To compare the anti-apoptotic ability of EpCAM-positive and EpCAM-negative cancer cells, we sorted EpCAM-positive and EpCAM-negative cells from the A2780 ovarian cancer cell line (A) and SKOV3 cell line (B). FACS-sorted EpCAM-positive and -negative cells were treated with18 μM cisplatin for 24 h, and the expression of apoptosis-associated proteins, including bcl-2, bax, caspase-3, and poly (ADP-ribose) polymerase (PARP), were examined by western blot analysis. (C) Representative immunohistochemical EpCAM and Bcl-2 staining in serial sections of ovarian cancer specimens. Bcl-2 was mainly detected EpCAM-positive cancer cells (arrows) (Scale bar: 100 μm). (D) Immunoblot analysis of EpCAM, Bcl-2, and Bax in A2780 cells transfected EpCAM or control siRNAs. (E) Immunoblot analysis of EpCAM, Bcl-2, and Bax in A2780 cells transduced overexpressing EpCAM (pCMV6-EpCAM expression vector) and their respective controls (pCMV6 empty vector). (F) A2780 cells transfected with EpCAM or control siRNAs were subjected to immunoblot analysis with indicated antibodies.

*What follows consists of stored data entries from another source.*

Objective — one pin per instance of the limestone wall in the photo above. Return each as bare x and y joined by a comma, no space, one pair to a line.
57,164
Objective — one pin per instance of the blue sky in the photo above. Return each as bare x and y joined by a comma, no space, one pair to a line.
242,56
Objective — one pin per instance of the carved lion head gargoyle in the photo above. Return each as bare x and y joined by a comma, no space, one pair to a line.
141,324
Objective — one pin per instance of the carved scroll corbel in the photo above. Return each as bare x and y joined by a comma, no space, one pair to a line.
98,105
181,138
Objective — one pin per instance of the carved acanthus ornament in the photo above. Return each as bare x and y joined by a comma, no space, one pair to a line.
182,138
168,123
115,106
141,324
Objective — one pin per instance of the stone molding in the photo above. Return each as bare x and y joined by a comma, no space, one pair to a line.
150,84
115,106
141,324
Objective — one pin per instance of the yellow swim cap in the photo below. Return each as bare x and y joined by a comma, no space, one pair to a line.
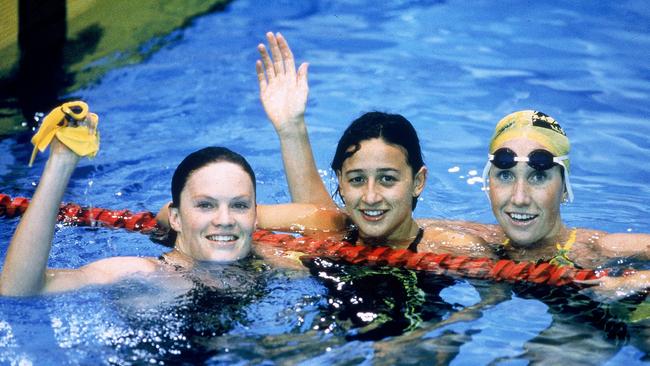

Figure 5. EpCAM expression predicts ovarian cancer survival

(A) Kaplan–Meier analysis of overall survival in patients with stage I–IV ovarian cancer according to the expression of EpCAM. There were significant differences in overall survival between the EpCAM-high and -low groups (HR, 2.17; 95% CI, 1.22–3.88; P = 0.008). (B) Kaplan–Meier analysis of progression-free survival in patients with stage I–IV ovarian cancer according to the expression of EpCAM. Progression-free survival was significantly different between the EpCAM-high and -low groups (HR, 1.13; 95% CI, 1.18–2.96; P = 0.013). (C) Kaplan–Meier analysis of overall survival in patients with stage I–II ovarian cancer according to the expression of EpCAM. There were no significant differences in overall survival between the EpCAM-high and -low groups (HR, 5.38; 95% CI, 0.61–47.39; P = 0.130). (D) Kaplan–Meier analysis of progression-free survival in patients with stage I–II ovarian cancer according to the expression of EpCAM. Progression-free survival was significantly different between the EpCAM-high and -low groups (HR, 1.81; 95% CI, 1.18–3.06; P = 0.025). (E) Kaplan–Meier analysis of overall survival in patients with stage III–IV ovarian cancer according to the expression of EpCAM. Overall survival was significantly different between the EpCAM-high and EpCAM-low groups (HR, 1.97; 95% CI, 1.08–3.60; P = 0.027). (F) Kaplan–Meier analysis of progression-free survival in patients with stage III–IV ovarian cancer according to the expression of EpCAM. There were significant differences in progression-free survival between the EpCAM-high and -low groups (HR, 1.81; 95% CI, 1.18–3.06; P = 0.025).